Looking for ASX 200 stocks to buy? Then look no further!
That's because Goldman Sachs has put buy ratings on these stocks this morning.
Here's what the broker is saying about them:
Endeavour Group Ltd (ASX: EDV)
This first ASX 200 stock that Goldman is tipping as a buy is drinks giant Endeavour Group.
The broker highlights that Endeavour has updated its sales impact estimate in relation to the Woolworths Group Ltd (ASX: WOW) distribution centre strike.
Based on available data, Goldman suspects that there could be an earnings impact of $6 million to $15 million. It explains:
For the Low Case, we assume EDV's disclosed sales impact of ~A$25mn to date and GPM of 24.3% (1H25 GSe) drop-through to EBIT with no CODB savings, implying A$6mn EBIT hit or 1.0%/0.6% 1H25e/FY25e Group EBIT.

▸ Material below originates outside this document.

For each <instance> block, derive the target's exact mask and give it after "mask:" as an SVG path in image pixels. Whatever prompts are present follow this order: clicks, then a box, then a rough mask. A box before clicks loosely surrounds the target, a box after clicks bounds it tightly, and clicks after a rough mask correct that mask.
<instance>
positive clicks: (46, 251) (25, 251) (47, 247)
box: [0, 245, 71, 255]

For High Case, we expect sales impact of ~A$50mn with same GPM drop-through though also attributing higher transportation cost as the company leverages wider distribution network to maximize stock availability and assume no CODB cost savings. i.e. EBIT impact of ~A$15mn. This would represent 2.4%/1.5% reduction to 1H25e/FY25e Group EBIT.
In light of this minimal impact, Goldman has held firm with its buy rating and $5.50 price target. Based on its current share price of $4.28, this implies potential upside of 29% for investors.

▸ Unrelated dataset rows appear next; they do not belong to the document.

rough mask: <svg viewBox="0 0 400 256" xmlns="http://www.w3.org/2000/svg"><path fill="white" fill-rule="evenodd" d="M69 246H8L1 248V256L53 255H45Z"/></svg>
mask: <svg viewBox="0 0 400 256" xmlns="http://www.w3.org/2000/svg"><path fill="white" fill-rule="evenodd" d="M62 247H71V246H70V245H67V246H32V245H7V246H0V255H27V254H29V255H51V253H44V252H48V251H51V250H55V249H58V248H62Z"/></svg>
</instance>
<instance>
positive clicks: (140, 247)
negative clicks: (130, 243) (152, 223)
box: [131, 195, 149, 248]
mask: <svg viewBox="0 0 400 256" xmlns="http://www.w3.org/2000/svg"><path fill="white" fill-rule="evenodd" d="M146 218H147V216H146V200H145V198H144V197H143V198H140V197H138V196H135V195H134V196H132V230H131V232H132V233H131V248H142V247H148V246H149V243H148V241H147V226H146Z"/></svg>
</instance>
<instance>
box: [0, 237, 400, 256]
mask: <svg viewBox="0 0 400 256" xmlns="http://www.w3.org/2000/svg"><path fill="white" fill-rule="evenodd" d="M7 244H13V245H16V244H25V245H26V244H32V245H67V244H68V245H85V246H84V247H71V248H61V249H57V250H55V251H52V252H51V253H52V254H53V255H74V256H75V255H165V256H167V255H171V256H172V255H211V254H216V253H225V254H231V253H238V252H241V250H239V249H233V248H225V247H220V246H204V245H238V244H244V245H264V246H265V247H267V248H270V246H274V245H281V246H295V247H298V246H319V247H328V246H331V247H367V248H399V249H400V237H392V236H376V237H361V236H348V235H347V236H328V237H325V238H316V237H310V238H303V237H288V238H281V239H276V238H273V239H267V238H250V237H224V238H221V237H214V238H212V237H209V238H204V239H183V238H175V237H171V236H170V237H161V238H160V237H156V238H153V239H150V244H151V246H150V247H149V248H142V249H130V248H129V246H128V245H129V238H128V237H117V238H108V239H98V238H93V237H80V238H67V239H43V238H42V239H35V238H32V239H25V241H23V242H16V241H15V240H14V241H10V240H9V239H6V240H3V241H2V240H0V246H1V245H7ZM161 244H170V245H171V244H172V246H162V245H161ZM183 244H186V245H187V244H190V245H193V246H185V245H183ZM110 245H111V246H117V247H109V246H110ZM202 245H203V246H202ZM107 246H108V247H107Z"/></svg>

In addition, a 4.6% dividend yield is forecast for FY 2025.
Pro Medicus Limited (ASX: PME)
Another ASX 200 stock that is rated as a buy by Goldman Sachs is health imaging technology company Pro Medicus.
The broker has been impressed with recent contract wins and believes there's more to come. In fact, it boldly stated its belief that "further Visage adoption a matter of when, not if." It then adds:
We remain positive on the PME equity story as one of Australia's best global growth companies, highlighted once again through Trinity Health, driving FY27E EBITDA revisions of +8% (GSe +5% vs. Visible Alpha Consensus Data). We forecast a strong increase in the value and cadence of contract wins over time; however, outsized contracts (i.e. >A$100mn), where visibility is limited in terms of size and timing, could provide material upside.
And while the company's shares are not cheap and trade on sky high multiples, Goldman believes this is justified. It explains:
PME is not cheap, trading on 114x FY26E EV/EBITDA, but we highlight its revenue/margin outlook, unique cloud offering, and significant long-term opportunity. Additionally, with a focus on the US regulatory outlook, we believe MedTech is increasingly being evaluated as a safe haven within healthcare as it is generally more insulated from impending policy volatility.
Goldman has retained its buy rating and lifted its price target by 26% to $278.00. Based on the current Pro Medicus share price of $247.18, this implies potential upside of 12.5%.